I have 3 data sets and wish to run the same linear model on all of them, store the coefficient and its upper and lower confidence limits.
set.seed(1)
school1 = data.frame(student = sample(c(1:100), 100, r = T),
score = runif(100))
school2 = data.frame(student = sample(c(1:100), 100, r = T),
score = runif(100))
school3 = data.frame(student = sample(c(1:100), 100, r = T),
score = runif(100))
schools = list('school1', 'school2', 'school3')
storage <- vector('list', length(schools))
for(i in seq_along(schools)){
tmpdat <- schools[[i]]
tmp <- lm(score ~ x1, data = tmpdat)
storage[[i]] <- summary(tmp)$coef[1]
}
I wish to make WANT which stores all the information and also the name of dataset:
WANT = data.frame(data = c('school1', 'school2', 'school3'),
coef = c(0,0,0),
coefLL = c(0,0,0),
coefUL=c(0,0,0))
but I am struggling,, I loop over the datasets but do not know how to store all the information I need....Also I have this for like 1000 data sets so the most efficient way possible is the best thank you so much
There are a few odd things about your setup - you don't have a list of school data sets, you have a list of school names? By "the coefficient" do you mean you're only interested in the slope (throwing away the intercept?) Why do you have a predictor variable x1
in your model when it's not in your data ... ?
library(broom)
library(tidyverse)
schoolnames <- c('school1', 'school2', 'school3')

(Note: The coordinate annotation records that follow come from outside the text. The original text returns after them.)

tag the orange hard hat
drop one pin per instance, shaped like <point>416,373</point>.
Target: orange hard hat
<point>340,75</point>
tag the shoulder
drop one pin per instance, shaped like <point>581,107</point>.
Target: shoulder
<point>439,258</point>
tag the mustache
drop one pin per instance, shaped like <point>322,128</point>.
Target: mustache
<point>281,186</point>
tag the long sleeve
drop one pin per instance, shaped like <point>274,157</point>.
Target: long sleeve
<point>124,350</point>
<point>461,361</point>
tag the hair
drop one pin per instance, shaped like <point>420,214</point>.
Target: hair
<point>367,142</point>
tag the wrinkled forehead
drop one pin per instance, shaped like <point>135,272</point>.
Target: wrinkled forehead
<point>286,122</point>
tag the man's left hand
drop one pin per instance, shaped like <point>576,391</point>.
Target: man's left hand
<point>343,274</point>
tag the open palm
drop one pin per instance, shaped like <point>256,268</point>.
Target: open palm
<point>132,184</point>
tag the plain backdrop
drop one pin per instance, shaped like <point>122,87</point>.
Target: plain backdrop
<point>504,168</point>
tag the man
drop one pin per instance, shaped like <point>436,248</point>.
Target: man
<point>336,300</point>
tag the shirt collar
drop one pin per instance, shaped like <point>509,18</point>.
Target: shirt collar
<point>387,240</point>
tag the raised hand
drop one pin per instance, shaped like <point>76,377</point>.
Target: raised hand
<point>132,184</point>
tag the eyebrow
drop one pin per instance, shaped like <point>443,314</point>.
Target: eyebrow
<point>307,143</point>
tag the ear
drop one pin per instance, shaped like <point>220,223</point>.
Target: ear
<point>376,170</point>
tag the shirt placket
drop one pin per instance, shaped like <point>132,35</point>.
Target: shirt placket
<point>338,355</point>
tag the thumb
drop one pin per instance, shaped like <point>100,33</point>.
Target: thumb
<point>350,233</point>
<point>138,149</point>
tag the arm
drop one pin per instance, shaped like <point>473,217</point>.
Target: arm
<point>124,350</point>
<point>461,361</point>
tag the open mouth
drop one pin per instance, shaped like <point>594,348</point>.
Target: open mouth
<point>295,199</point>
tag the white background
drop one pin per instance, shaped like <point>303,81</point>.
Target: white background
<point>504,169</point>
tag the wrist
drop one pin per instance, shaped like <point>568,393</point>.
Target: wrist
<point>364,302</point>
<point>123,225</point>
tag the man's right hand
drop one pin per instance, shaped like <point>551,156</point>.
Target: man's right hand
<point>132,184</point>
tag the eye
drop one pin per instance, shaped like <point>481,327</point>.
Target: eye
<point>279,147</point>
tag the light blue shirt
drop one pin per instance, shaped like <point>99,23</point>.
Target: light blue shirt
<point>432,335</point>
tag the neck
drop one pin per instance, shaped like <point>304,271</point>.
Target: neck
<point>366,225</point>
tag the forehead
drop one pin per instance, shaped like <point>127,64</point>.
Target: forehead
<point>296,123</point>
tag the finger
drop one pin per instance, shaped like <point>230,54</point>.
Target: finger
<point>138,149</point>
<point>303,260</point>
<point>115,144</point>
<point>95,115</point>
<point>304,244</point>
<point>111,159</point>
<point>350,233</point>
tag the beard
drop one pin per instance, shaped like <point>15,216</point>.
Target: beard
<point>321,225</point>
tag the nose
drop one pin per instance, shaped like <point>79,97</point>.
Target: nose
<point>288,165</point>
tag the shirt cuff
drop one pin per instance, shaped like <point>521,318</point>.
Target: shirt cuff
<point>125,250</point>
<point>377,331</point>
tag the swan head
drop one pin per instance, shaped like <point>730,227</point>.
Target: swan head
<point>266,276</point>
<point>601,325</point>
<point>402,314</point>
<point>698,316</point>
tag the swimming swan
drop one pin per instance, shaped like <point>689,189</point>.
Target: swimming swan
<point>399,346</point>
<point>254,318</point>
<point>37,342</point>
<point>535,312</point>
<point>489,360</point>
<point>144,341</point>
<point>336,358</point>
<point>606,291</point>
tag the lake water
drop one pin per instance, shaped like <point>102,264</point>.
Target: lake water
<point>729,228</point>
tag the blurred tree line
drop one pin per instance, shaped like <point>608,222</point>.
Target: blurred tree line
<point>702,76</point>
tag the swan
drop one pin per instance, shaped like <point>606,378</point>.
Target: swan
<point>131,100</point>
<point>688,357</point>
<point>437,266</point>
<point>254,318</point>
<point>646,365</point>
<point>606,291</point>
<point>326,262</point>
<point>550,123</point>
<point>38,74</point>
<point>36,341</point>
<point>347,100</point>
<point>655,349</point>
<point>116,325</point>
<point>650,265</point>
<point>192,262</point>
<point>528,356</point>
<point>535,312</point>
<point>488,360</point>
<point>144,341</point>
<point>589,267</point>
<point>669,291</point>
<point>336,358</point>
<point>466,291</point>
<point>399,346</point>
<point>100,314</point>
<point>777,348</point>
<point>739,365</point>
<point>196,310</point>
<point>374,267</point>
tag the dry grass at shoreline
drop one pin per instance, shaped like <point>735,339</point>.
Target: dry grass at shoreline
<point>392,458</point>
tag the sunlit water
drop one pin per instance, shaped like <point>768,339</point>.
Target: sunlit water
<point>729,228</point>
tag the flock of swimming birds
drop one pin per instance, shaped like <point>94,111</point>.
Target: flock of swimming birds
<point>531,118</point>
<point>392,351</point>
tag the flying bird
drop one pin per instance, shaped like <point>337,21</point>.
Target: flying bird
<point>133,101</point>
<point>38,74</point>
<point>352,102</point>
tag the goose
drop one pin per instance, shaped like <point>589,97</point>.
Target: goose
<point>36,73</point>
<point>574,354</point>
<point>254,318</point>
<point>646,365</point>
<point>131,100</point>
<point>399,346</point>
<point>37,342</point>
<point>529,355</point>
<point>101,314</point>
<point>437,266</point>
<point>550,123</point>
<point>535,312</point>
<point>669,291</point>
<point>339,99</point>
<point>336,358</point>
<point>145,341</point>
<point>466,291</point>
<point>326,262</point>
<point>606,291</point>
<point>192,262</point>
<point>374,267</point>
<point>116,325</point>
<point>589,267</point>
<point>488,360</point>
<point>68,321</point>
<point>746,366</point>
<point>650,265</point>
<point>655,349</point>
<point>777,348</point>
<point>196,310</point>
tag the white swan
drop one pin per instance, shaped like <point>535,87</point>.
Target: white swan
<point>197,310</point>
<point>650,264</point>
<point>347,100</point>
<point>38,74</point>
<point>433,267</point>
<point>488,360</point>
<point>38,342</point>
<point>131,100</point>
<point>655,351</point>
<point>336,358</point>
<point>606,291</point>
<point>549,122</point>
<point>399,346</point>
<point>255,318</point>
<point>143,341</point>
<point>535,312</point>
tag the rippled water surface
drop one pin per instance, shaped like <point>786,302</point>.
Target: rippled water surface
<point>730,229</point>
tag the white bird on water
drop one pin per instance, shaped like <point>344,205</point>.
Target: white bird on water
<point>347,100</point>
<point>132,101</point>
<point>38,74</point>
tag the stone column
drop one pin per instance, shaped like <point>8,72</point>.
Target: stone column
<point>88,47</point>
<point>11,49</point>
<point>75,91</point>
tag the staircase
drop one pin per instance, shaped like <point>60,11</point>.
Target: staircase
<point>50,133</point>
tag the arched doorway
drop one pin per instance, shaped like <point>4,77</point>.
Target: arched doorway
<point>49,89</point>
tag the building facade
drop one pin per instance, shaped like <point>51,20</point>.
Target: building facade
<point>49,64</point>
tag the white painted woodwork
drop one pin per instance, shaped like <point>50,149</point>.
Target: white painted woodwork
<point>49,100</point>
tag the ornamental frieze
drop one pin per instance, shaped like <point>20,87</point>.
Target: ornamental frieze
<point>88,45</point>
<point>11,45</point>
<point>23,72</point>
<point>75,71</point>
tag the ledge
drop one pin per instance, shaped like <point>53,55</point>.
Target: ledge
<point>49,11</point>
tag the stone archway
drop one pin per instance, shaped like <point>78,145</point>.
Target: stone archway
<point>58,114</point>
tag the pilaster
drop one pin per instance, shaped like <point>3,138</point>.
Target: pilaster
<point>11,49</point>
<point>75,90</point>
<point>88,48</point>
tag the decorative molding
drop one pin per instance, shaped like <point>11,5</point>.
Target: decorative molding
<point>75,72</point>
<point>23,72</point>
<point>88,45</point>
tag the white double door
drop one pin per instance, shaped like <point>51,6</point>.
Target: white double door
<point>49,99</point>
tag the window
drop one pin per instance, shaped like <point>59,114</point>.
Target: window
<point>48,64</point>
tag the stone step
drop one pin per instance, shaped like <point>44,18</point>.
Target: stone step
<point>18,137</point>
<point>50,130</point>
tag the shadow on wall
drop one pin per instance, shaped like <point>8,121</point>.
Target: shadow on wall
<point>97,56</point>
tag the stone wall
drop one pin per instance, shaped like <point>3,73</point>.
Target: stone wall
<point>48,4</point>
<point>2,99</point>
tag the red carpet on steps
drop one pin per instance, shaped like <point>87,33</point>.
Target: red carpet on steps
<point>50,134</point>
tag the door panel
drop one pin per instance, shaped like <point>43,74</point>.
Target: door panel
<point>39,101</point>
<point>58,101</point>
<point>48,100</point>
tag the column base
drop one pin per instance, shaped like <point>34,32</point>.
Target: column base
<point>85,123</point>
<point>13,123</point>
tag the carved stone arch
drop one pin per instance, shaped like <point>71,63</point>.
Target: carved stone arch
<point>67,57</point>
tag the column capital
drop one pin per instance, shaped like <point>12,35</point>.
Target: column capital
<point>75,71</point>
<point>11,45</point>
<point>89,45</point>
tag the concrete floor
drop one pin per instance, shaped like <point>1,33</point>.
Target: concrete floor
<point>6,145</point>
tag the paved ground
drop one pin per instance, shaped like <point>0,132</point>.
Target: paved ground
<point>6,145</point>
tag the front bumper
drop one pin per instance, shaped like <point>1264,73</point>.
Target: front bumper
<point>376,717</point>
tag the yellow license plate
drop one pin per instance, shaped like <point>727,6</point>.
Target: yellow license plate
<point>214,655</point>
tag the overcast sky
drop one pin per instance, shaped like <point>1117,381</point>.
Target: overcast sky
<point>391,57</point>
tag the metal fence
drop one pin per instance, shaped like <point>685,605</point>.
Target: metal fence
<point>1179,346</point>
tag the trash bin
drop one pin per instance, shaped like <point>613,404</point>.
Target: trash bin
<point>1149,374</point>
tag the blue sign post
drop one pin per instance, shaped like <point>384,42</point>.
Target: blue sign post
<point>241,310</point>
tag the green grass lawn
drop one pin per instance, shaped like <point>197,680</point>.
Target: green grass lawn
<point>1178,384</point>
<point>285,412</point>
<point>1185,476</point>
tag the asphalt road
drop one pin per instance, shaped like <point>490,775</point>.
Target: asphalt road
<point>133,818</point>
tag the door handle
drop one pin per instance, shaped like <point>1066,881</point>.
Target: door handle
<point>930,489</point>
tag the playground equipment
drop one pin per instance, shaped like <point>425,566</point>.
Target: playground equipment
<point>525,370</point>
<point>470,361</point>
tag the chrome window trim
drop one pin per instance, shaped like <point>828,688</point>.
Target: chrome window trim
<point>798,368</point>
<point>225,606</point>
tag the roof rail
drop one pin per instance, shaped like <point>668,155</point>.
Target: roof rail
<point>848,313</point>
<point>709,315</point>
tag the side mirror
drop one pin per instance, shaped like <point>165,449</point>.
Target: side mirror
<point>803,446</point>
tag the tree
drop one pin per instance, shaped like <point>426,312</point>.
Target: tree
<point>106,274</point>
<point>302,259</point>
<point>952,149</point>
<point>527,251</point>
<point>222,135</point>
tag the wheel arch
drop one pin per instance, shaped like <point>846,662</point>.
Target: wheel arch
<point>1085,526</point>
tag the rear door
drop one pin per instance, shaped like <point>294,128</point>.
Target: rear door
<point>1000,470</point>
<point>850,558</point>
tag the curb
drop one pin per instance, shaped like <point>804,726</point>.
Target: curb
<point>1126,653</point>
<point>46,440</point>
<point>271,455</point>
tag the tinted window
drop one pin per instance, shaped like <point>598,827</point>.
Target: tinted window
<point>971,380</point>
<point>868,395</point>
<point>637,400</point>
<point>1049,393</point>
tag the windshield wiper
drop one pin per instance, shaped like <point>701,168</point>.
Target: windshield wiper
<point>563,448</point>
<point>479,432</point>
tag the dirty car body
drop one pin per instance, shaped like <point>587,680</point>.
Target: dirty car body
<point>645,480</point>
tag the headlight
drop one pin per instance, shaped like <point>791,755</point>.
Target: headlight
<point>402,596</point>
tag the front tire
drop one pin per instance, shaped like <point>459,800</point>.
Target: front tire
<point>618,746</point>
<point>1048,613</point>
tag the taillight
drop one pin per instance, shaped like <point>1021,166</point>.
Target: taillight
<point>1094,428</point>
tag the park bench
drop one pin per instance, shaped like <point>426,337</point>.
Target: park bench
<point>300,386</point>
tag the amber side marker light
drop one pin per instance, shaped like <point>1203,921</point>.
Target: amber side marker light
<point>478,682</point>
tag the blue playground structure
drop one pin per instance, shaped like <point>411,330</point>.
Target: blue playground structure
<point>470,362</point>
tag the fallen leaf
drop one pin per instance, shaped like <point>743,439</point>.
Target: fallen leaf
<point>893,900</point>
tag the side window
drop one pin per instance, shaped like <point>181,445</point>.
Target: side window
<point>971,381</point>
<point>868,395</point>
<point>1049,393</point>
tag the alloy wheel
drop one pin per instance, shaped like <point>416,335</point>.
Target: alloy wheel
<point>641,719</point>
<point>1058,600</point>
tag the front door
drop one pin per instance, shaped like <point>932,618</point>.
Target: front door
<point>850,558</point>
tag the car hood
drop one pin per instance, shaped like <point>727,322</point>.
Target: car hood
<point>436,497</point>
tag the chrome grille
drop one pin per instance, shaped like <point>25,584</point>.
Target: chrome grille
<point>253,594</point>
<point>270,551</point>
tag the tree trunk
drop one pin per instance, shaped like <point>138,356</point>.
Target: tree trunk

schools <- mget(schoolnames)
res <- vector(length = 3, mode = "list")
names(res) <- schoolnames
for(i in seq_along(schools)){
tmp <- lm(score ~ student, data = schools[[i]])
res[[i]] <- (tidy(tmp, conf.int = TRUE)
|> filter(term == "student")
|> select(estimate, conf.low, conf.high)
)
}
WANT <- bind_rows(res, .id = "school")
You could also use purrr::map()
for this ...
If for some reason you wanted to do this in a lower-tech way, you could:
res <- data.frame(schools = schoolnames, est = rep(NA,3),
lwr = rep(NA,3), upr = rep(NA,3))
for(i in seq_along(schools)){
tmp <- lm(score ~ student, data = schools[[i]])
## use element 2/row 2 to pick out the slope coefficient/CIs
res[i,1] <- coef(tmp)[2]
res[i,2] <- confint(tmp)[2,1] ## lower CI in column 1
res[i,3] <- confint(tmp)[2,2]
}